Sarah gawked. “That bitch’s evil streak has no end.” She sighed. “Well, fuck her and fuck him.”
My thoughts exactly.
After my shift was over, I headed straight home. My apartment building wasn’t far from the bar. It wasn’t anyone’s definition of nice—not with the graffiti, crumbling bricks, and dirt-streaked stairwells. Still, the apartment itself was okay. It was small, sure, but there were no stains on the walls, no grimy windows, no threadbare carpets, and no cracks in the ceiling. My neighbors weren’t so bad, either. My landlord was the male equivalent of a crazy cat lady, but he didn’t bother me much.
Still, Sarah regularly suggested that I move in with her, since her building was safer, but I couldn’t live with someone who seemed to collect clutter. Writers were often stereotyped as messy. I wasn’t one of those people. Not that I could claim to be organized. When it came to writing, I was on the ball. But when it came to remembering events, keeping appointments, or even noticing that it was time to eat, I was utterly useless. Honestly, my memory was so atrocious I could arrange my own surprise party.
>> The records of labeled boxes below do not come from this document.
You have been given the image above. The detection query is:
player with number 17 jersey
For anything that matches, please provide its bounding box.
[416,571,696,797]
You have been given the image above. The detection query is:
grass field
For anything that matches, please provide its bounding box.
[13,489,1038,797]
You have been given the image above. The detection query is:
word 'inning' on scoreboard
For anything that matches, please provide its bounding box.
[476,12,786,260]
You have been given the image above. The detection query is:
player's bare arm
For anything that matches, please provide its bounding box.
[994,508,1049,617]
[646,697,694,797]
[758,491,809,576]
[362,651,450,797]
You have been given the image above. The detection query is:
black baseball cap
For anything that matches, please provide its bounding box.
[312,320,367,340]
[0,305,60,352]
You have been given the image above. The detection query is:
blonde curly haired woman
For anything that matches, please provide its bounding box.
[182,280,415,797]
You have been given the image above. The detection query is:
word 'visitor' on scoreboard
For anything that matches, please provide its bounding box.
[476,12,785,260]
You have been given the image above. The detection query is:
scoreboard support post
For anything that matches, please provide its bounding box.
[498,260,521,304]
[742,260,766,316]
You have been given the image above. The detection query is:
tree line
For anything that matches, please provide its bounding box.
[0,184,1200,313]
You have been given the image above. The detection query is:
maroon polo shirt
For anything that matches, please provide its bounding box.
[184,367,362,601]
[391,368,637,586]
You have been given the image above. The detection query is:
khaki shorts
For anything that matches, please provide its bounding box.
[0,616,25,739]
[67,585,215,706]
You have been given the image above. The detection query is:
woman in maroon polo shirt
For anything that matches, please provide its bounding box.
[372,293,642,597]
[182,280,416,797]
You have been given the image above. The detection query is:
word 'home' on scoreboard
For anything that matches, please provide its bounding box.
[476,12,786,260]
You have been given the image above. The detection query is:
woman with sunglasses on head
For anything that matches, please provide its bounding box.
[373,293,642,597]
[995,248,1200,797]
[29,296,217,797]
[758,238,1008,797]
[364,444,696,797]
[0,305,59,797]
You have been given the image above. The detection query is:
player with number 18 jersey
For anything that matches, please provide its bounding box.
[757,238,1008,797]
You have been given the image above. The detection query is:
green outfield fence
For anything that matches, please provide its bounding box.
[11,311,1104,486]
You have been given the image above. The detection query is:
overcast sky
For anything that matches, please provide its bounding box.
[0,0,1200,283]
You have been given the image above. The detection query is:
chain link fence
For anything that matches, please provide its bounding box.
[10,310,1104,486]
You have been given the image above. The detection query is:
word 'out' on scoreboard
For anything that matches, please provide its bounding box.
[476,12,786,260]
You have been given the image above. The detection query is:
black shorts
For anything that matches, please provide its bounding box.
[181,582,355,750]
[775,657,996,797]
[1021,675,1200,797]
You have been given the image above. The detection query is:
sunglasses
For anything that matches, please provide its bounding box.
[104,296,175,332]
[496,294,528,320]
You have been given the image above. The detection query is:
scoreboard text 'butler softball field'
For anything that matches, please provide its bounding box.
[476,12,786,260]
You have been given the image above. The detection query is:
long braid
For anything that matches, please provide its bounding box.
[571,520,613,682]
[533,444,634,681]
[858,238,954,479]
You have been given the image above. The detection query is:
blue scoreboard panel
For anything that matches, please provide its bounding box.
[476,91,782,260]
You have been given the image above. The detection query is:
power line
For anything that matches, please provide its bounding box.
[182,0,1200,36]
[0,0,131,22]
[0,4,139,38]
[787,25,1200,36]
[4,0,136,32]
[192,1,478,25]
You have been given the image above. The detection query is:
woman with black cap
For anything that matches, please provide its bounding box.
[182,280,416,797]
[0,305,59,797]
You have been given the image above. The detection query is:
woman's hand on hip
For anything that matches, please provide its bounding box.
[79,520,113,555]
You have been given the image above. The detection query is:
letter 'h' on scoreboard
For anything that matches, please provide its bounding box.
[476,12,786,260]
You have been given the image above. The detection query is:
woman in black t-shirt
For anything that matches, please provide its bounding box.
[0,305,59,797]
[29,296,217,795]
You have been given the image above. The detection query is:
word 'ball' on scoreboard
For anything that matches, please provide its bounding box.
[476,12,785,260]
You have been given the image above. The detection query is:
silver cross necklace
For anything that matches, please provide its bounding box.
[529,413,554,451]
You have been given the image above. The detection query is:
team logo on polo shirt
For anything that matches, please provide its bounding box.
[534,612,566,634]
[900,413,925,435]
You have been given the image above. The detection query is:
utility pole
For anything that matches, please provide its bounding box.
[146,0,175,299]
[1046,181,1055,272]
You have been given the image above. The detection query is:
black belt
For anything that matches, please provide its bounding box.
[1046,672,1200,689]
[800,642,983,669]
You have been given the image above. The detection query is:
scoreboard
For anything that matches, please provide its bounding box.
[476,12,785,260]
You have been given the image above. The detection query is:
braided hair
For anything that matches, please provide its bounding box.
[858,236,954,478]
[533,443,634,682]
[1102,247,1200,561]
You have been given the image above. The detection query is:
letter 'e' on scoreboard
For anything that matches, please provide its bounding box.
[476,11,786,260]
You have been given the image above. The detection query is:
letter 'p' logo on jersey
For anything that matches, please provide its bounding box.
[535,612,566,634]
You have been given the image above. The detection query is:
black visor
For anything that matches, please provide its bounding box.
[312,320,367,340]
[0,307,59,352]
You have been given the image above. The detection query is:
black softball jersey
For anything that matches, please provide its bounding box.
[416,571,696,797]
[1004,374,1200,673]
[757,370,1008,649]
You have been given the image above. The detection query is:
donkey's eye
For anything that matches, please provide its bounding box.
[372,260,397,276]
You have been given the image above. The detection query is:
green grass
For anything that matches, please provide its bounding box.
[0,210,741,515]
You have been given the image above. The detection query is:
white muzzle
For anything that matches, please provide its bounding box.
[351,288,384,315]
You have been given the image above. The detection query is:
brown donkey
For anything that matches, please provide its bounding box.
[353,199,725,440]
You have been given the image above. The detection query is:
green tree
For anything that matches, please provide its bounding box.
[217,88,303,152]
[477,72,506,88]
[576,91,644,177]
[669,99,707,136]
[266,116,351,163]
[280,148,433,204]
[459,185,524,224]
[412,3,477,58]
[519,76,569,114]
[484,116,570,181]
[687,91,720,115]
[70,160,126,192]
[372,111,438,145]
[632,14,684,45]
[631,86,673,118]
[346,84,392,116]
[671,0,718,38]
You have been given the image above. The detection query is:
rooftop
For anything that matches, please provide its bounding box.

After I’d eaten dinner and changed into my sweats, I settled on the plush sofa with my laptop and logged into the email account I’d set up specifically for my penname, enjoying the tick of the computer keys. There were a number of emails from people who’d read my books, which made me smile.
I’d never decided that I was going to be a writer. Didn’t have a sense of destiny or a craving for acknowledgement. But I had a drive to create, and I couldn’t ignore it. Didn’t want to. Writing was as therapeutic for me as it was fun. Going even a single day without writing could make me restless.
For me, it didn’t feel like “work.” Not that it was easy. No, it was challenging and exhausting, but that was part of why I loved it.
It was a solitary job, but that didn’t bother me. I wasn’t a person who required social interaction. I never got lonely and didn’t draw energy from being near others, which Sarah thought was awesome, since she couldn’t cope with her own company for very long.
Relaxed, I went through the emails one at a time, warmed by the positive comments. One reader in particular, John Smith, raved about my books before begging me to click on a link that would take me to a review he’d written. Ordinarily, I didn’t like clicking on links that were included in emails, but this person had taken the time to write a review; the least I could do was read it.